By Rohey Jadama and Zainab Jobarteh
Former junta minister Yankuba Touray has constitutional immunity and should not be tried for murder, his lawyer told the High Court in Banjul.
Barrister Abdoulie Sissoho told Justice Ebrima Jaiteh that the 1997 Constitution of The Gambia shields his client and makes it illegal to try him.
Touray has been charged with the murder of a fellow junta minister, Ousman Koro Ceesay, whose body was found in his vehicle on Jambur Bridge in June, 1995.
The retired military officer-turned-politician had declined to take his plea in the case, invoking constitutional immunity, just as he had done at the Truth, Reconciliation and Reparations Commission, but the judge entered a not-guilty plea for him.
Touray was a long-serving minister of Local Government and Lands and a member of the Armed Forces Provisional Ruling Council (AFPRC), which assumed power after the 1994 coup that overthrew President Dawda Jawara and ended more than 30 years of the rule of the People’s Progressive Party.
“We rely on the facts before the court, particularly the undisputed facts of witnesses Ensa Mendy (second prosecution witness), Lamin Ndour, Amat Jangum, and Alagie Kanyi. All these witnesses, without a shadow of a doubt, said before this court, under oath, that the third defence witness (DW3) was a member of AFPRC from 1994 to 1997.
“Pursuant to section 13(1) and (5) of the 1997 Constitution’s Second Schedule, and having found that he is a member of the junta, no court or tribunal or body shall enquire about the activities or omissions of Yankuba Touray between 1994 and 1997. He cannot be tried under civil or criminal law,” said lawyer Sissoho.
He submitted that it was not about interpretation, but the right of the accused person not to be questioned or prosecuted. He cited a case by former Attorney General Abubacarr Ba Tambedou, who applied for the matter to be referred to the court for interpretation. The court on July 15, 2019 ruled that there was no evidence for referral.
“By virtue of section 13(1) and (5) of the Second Schedule of the 1997 Constitution, the powers of this court have been ousted. I humbly pray that this case be struck out because it is illegal to try the accused and it infringes on his rights.”
Section 13 (1) of Schedule Two of the 1997 Constitution states: “No member of the Armed Forces Provisional Ruling Council, any person appointed minister by the Armed Forces Provisional Ruling Council, or other appointees of the Armed Forces Provisional Ruling Council shall be held liable or answerable before a court or authority or under this Constitution or any other law, either jointly or severally, for an act or omission in the performance of his or her official duties.”
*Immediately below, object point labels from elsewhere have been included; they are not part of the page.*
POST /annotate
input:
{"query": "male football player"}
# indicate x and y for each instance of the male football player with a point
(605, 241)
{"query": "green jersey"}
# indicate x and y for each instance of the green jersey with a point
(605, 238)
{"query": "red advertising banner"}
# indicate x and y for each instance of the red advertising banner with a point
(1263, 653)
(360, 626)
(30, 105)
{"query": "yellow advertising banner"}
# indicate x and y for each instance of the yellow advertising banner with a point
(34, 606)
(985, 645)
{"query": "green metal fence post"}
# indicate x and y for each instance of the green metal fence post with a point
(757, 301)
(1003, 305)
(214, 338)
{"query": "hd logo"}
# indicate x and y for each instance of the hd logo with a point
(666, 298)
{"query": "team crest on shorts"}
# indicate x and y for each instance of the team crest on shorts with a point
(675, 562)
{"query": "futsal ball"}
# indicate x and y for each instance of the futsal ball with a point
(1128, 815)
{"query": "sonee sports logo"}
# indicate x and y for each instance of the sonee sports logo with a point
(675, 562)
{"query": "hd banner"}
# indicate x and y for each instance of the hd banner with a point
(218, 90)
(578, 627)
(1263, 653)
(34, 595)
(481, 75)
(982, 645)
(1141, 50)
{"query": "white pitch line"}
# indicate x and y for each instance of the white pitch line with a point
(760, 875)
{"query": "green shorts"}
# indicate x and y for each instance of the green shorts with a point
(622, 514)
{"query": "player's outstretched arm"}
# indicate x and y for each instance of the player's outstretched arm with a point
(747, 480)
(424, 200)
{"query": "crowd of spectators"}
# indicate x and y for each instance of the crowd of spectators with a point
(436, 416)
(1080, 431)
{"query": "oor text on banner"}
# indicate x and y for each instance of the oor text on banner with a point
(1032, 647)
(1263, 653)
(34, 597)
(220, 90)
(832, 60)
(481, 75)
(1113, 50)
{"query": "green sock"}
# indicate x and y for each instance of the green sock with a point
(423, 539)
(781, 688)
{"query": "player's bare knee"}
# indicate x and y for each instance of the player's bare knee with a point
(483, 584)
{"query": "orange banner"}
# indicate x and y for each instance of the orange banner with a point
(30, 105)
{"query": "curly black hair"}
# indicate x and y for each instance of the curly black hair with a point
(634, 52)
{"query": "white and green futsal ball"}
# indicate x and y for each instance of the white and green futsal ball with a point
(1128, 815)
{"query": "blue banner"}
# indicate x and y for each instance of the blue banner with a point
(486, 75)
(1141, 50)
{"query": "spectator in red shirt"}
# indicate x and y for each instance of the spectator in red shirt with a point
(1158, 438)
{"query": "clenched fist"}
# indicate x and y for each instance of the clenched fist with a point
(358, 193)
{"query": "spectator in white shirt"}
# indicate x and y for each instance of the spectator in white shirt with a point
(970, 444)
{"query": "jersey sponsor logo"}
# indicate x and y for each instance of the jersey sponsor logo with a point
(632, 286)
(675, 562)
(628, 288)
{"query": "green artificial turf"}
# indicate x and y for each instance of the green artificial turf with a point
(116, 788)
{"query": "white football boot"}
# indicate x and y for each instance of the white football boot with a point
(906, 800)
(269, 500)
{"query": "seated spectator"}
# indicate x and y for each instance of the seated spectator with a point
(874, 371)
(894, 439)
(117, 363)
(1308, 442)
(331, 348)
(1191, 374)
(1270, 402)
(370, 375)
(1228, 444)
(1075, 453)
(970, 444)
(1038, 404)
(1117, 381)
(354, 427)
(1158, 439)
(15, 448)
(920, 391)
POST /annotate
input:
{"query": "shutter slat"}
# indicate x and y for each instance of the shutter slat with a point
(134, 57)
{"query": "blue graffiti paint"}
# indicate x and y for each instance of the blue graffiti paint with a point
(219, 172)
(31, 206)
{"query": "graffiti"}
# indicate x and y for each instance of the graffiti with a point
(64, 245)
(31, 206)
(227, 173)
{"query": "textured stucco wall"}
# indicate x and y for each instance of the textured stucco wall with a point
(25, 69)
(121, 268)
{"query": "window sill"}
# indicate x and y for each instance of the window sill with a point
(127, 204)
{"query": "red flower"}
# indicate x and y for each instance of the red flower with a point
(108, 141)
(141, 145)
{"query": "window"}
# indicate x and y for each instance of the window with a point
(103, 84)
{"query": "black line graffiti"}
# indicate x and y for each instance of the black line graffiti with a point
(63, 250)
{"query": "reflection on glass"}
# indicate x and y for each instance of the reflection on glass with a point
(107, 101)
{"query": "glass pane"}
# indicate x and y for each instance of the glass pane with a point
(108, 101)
Section 13 (5) of the schedule adds: “It shall not be lawful for any court or tribunal to entertain an action instituted in respect of an act or omission against a person acting or omitting to act on the instructions or authority of the Armed Forces Provisional Ruling Council, or a member thereof, and alleged to be in contravention of any law, whether substantive or procedural, in existence before or during the administration of the Armed Forces Provisional Ruling Council.”
Sissoho asked the court to look at section 127 of the 1997 Constitution. The case continues on Monday, October 19, 2020. The defence counsel will continue with his application for constitutional immunity.
The prosecution has called nine witnesses in the case that started in October 2019. The defence counsel made a ‘no case to answer’ submission and urged the court to acquit and discharge Touray. However, the trial judge overruled the application and told Touray to open his defence.
The accused has called three witnesses – Mariama Minteh (his sister-in-law), Mamie Minteh (his wife), and himself.